Introduced in Oracle 10g, the UTL_COMPRESS package can be used to
compress and uncompress large objects (raw, blob or bfile). For all
practical purposes, think of UTL_COMPRESS as PL/SQL's means of
compressing or zipping files. When looking at the various procedures
and functions, many are prefixed with LZ.
The algorithm used to perform the compression is in
UTL_COMPRESS is based on the Lempel-Ziv XE "Lempel-Ziv"
algorithm and when used, the code is based on the LZW or
Lempel-Ziv-Welch implementation.
Oracle's documentation for
the
UTL_COMPRESS package is sparse in terms of showing a
full-scale example. Sparse is not even the correct word here.
Nonexistent is a better descriptor for
UTL_COMPRESS documentation. A MetaLink note (249974.1) shows
two examples and various pages on the Internet can be searched.
The actual implementation of the
UTL_COMPRESS package is pretty easy to use once an example is
seen. Many of the examples shown elsewhere include a length comparison
among the input, the compressed, and the uncompressed lengths.
Ideally, the input and uncompressed lengths should be the same. You
may find that the compressed length is longer than the input length.

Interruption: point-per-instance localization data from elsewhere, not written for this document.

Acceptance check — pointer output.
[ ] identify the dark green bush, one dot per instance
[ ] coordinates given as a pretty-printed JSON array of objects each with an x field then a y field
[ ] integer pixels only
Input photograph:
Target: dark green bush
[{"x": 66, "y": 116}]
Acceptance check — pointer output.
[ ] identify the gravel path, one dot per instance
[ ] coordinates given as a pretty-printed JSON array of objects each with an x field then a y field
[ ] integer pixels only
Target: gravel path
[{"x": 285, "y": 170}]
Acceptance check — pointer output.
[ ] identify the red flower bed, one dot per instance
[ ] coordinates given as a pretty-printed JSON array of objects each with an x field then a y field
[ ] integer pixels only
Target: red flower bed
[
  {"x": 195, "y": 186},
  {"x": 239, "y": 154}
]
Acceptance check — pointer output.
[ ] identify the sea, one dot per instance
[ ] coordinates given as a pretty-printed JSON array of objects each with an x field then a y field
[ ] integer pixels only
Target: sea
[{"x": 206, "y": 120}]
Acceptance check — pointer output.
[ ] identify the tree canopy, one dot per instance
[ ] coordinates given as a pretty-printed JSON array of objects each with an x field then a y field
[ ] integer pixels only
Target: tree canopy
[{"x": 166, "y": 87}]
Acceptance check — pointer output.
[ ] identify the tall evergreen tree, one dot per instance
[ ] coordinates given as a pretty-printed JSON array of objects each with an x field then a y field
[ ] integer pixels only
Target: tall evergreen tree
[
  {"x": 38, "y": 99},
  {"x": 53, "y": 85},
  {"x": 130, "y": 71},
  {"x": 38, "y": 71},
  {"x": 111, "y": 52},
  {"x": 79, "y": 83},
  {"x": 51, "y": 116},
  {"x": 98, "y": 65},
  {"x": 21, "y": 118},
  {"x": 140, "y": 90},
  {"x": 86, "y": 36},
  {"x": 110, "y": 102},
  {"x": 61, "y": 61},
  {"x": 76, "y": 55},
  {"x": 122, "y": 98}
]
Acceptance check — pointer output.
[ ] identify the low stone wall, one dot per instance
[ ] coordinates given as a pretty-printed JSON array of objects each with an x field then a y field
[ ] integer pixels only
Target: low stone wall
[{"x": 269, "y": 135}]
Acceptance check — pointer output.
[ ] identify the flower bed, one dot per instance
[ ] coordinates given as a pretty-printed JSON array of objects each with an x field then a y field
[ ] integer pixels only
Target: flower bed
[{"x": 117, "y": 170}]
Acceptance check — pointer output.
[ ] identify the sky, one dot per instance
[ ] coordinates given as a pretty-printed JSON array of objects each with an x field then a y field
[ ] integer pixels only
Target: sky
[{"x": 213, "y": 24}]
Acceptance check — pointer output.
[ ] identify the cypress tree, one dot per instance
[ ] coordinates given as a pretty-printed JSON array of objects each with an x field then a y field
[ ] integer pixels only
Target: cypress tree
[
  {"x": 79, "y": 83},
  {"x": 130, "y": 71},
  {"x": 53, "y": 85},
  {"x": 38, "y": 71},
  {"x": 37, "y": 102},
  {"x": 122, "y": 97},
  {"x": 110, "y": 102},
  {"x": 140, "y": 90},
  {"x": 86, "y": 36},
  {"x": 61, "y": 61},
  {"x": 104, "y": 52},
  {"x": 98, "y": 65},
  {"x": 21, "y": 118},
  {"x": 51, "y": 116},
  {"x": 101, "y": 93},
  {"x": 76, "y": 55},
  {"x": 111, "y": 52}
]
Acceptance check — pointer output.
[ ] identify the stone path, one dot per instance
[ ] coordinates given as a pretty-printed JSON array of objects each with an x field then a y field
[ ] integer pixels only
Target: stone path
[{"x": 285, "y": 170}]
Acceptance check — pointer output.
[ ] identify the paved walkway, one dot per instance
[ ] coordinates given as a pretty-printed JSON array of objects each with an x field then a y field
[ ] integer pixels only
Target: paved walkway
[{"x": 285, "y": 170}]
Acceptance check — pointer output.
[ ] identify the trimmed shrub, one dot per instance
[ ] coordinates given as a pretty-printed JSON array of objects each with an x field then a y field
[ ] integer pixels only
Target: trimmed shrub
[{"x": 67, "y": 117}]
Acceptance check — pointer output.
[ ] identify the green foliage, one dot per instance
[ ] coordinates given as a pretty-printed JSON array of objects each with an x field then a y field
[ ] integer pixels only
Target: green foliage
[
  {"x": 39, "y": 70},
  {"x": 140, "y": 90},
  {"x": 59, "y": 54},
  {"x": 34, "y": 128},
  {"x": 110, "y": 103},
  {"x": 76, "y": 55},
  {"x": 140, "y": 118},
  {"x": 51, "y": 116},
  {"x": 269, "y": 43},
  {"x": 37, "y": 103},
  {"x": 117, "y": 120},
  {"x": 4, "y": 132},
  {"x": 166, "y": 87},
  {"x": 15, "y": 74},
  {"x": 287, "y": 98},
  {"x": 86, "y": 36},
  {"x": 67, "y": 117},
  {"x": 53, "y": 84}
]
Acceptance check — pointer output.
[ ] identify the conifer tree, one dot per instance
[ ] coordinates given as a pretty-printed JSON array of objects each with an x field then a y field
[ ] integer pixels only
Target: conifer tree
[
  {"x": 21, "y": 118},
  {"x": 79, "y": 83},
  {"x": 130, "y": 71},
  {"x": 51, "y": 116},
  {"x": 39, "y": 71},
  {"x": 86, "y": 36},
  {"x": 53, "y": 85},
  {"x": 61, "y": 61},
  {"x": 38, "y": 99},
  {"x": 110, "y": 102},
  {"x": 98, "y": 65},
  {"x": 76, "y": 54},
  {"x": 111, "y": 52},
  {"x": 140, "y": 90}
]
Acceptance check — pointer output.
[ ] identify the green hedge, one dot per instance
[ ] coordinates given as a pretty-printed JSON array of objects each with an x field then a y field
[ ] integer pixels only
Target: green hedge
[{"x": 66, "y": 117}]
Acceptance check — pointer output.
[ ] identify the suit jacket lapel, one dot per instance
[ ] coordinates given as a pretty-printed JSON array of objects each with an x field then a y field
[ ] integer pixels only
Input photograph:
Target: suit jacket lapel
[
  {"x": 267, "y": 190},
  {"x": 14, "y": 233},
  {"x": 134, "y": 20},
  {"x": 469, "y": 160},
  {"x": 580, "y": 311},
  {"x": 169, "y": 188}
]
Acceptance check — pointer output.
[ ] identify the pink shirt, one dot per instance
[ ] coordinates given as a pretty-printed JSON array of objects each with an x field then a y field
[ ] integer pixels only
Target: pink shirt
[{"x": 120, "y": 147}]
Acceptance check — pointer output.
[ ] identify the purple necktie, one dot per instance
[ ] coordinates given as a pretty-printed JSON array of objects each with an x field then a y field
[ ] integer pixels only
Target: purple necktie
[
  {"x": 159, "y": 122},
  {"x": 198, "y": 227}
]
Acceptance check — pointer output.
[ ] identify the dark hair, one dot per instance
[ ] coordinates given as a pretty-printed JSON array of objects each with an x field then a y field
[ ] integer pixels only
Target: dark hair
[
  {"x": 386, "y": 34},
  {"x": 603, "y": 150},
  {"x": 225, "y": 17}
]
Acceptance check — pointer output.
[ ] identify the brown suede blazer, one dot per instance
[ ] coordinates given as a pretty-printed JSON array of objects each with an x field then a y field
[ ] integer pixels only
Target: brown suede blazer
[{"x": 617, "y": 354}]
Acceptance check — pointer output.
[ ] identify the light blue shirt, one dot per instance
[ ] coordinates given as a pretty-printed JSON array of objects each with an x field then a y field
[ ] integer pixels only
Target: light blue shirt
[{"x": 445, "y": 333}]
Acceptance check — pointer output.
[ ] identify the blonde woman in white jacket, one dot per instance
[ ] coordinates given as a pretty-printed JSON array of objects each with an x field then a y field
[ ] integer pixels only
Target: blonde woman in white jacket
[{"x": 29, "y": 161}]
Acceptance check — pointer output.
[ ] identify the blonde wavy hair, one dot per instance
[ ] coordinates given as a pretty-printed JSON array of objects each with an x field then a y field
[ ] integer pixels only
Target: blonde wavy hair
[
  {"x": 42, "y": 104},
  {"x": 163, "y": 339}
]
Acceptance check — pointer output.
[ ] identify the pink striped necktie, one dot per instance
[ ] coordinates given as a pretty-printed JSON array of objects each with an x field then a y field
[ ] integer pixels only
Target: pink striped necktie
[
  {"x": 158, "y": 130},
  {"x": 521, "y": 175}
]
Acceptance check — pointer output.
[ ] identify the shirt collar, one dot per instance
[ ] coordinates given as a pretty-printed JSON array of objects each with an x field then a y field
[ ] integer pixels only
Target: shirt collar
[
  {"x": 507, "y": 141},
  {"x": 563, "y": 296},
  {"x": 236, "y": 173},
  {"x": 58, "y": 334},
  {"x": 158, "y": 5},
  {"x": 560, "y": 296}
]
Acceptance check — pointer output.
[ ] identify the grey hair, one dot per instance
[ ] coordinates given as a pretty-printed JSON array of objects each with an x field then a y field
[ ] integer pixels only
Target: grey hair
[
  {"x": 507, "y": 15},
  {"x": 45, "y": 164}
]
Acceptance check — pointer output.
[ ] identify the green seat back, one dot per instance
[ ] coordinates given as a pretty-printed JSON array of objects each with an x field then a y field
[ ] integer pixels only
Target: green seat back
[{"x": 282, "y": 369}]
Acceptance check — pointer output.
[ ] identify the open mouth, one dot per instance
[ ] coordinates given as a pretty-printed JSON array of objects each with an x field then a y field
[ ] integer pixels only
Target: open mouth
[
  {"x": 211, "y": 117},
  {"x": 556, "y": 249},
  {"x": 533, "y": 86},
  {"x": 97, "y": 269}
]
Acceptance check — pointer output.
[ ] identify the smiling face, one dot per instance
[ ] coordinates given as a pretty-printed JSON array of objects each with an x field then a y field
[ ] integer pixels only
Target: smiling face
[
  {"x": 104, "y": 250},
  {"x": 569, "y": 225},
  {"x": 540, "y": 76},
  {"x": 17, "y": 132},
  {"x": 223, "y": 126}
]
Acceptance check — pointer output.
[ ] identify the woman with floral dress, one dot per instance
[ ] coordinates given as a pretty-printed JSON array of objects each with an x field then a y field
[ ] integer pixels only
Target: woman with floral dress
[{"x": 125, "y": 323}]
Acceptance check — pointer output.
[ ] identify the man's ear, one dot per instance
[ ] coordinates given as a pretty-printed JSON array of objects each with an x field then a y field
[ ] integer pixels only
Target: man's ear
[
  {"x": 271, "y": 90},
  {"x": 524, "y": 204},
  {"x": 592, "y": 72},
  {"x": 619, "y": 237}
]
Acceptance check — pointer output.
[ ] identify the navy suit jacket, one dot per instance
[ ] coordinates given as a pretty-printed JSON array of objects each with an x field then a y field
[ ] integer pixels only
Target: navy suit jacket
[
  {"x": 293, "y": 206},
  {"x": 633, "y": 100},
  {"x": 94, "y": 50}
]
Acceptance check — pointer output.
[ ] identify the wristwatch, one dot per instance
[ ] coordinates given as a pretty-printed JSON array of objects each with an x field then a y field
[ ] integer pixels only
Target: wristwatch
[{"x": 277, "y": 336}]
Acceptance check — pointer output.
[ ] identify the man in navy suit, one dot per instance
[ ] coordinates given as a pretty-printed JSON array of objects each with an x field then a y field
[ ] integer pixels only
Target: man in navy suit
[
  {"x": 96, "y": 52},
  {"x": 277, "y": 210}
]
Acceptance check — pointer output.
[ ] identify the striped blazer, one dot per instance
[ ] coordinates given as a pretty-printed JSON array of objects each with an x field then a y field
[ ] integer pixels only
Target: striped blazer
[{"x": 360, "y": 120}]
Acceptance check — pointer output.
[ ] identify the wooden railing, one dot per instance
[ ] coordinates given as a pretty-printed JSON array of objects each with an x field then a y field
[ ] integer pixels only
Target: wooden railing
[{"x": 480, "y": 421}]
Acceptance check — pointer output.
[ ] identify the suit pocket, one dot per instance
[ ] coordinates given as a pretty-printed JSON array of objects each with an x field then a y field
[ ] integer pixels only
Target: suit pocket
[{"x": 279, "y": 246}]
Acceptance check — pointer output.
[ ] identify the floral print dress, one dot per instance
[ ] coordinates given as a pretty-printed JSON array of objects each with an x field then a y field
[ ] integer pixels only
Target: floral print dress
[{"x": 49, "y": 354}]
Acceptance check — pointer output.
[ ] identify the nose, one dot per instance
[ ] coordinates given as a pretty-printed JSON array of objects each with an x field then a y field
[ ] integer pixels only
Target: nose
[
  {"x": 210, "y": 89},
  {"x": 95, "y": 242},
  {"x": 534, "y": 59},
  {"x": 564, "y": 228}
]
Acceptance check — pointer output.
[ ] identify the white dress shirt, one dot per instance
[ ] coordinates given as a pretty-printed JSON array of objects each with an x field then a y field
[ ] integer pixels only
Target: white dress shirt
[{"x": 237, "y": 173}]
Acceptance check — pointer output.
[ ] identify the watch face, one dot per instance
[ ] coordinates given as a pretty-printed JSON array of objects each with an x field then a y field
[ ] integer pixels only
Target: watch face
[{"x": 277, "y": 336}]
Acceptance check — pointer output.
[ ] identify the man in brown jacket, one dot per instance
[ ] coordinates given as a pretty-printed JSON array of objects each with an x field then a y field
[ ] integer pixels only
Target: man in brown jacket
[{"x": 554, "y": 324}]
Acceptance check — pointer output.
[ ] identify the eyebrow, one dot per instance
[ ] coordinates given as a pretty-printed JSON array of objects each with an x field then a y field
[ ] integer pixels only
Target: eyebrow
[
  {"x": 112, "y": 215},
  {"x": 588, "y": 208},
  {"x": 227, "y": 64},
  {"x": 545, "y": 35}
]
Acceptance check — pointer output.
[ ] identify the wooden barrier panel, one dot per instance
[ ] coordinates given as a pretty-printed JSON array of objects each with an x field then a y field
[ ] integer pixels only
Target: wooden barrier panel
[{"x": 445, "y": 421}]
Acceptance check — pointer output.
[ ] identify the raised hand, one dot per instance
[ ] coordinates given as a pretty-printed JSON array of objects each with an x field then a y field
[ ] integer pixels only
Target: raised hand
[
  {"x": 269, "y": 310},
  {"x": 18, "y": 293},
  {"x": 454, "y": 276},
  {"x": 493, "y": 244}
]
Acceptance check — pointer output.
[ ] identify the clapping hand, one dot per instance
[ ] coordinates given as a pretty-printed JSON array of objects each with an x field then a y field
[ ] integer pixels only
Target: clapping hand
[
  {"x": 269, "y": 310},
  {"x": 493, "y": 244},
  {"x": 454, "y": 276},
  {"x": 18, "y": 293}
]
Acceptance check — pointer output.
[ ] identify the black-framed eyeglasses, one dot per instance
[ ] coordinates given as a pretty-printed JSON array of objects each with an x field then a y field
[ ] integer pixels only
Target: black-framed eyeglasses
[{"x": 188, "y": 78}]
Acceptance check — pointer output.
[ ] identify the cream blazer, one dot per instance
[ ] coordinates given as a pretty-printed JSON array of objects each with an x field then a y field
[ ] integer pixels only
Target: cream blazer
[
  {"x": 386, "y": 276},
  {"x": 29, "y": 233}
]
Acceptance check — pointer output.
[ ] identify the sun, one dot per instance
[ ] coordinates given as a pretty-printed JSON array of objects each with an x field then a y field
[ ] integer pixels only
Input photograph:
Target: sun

This occurs when the input length is small or short. The overhead of
building a dictionary can make the compressed length longer than the
input length.
In this simple example, we create one's own
input, compress it, uncompress it, and evaluate the lengths of each.
SET SERVEROUTPUT ON
DECLARE
l_in_blob
BLOB;
l_compressed_blob
BLOB;
l_uncompressed_blob
BLOB;
BEGIN
-- Set some values
l_in_blob
:= TO_BLOB(UTL_RAW.CAST_TO_RAW
('This is a long string of words used for this
example'));
l_compressed_blob
:= TO_BLOB('0');
l_uncompressed_blob := TO_BLOB('0');
-- Compress the string
UTL_COMPRESS.lz_compress
(src => l_in_blob, dst => l_compressed_blob);
-- Uncompress the string
UTL_COMPRESS.lz_uncompress
(src => l_compressed_blob, dst =>
l_uncompressed_blob);
-- Compare the results with the input
DBMS_OUTPUT.put_line('Input length is
: ' || LENGTH(l_in_blob));
DBMS_OUTPUT.put_line('Compressed length
: ' || LENGTH(l_compressed_blob));
DBMS_OUTPUT.put_line('Uncompressed length: ' ||
LENGTH(l_uncompressed_blob));
-- Caller responsibility to free up temporary LOBs
-- See Operational Notes in the documentation
DBMS_LOB.FREETEMPORARY(l_in_blob);
DBMS_LOB.FREETEMPORARY(l_compressed_blob);
DBMS_LOB.FREETEMPORARY(l_uncompressed_blob);
END;
/
Input length is
: 52
Compressed length
: 67
Uncompressed length: 52
PL/SQL procedure successfully completed.
Note that the compressed length is longer than the
input length. Adding a few more characters to the input string yields
the following:
SET SERVEROUTPUT ON
DECLARE
l_in_blob
BLOB;
l_compressed_blob
BLOB;
l_uncompressed_blob
BLOB;
BEGIN
-- Set some values
l_in_blob
:= TO_BLOB(UTL_RAW.CAST_TO_RAW
('This is a long string of words used for this
example.
Now is the time for all good men to come to the aid
of their country'));
l_compressed_blob
:= TO_BLOB('0');
l_uncompressed_blob := TO_BLOB('0');
-- Compress the string
UTL_COMPRESS.lz_compress
(src => l_in_blob, dst => l_compressed_blob);
-- Uncompress the string
UTL_COMPRESS.lz_uncompress
(src => l_compressed_blob, dst =>
l_uncompressed_blob);
-- Compare the results with the input
DBMS_OUTPUT.put_line('Input length is
: ' || LENGTH(l_in_blob));
DBMS_OUTPUT.put_line('Compressed length
: ' || LENGTH(l_compressed_blob));
DBMS_OUTPUT.put_line('Uncompressed length: ' ||
LENGTH(l_uncompressed_blob));
-- Caller responsibility to free up temporary LOBs
-- See Operational Notes in the documentation
DBMS_LOB.FREETEMPORARY(l_in_blob);
DBMS_LOB.FREETEMPORARY(l_compressed_blob);
DBMS_LOB.FREETEMPORARY(l_uncompressed_blob);
END;
/
Input length is
: 122
Compressed length
: 113
Uncompressed length: 122
PL/SQL procedure successfully completed.
That little bit extra for the input string pushed it over the top
in terms of having the compression take any real effect.
Note
that the LZ_COMPRESS subprogram is overloaded since more than one
signature method can be used to invoke it. The quality parameter is
set to a default of 6. This parameter provides a trade-off between
speed of compress and quality of compression. It takes quite a few
more words or length of input before there is a difference in what the
quality input does.
As an example, take the text about quality
in the documentation and use that as the input string, and vary the
quality from 1 to 9. If this block of text is used as an example, be
sure to remove the single quotes around quality near the end.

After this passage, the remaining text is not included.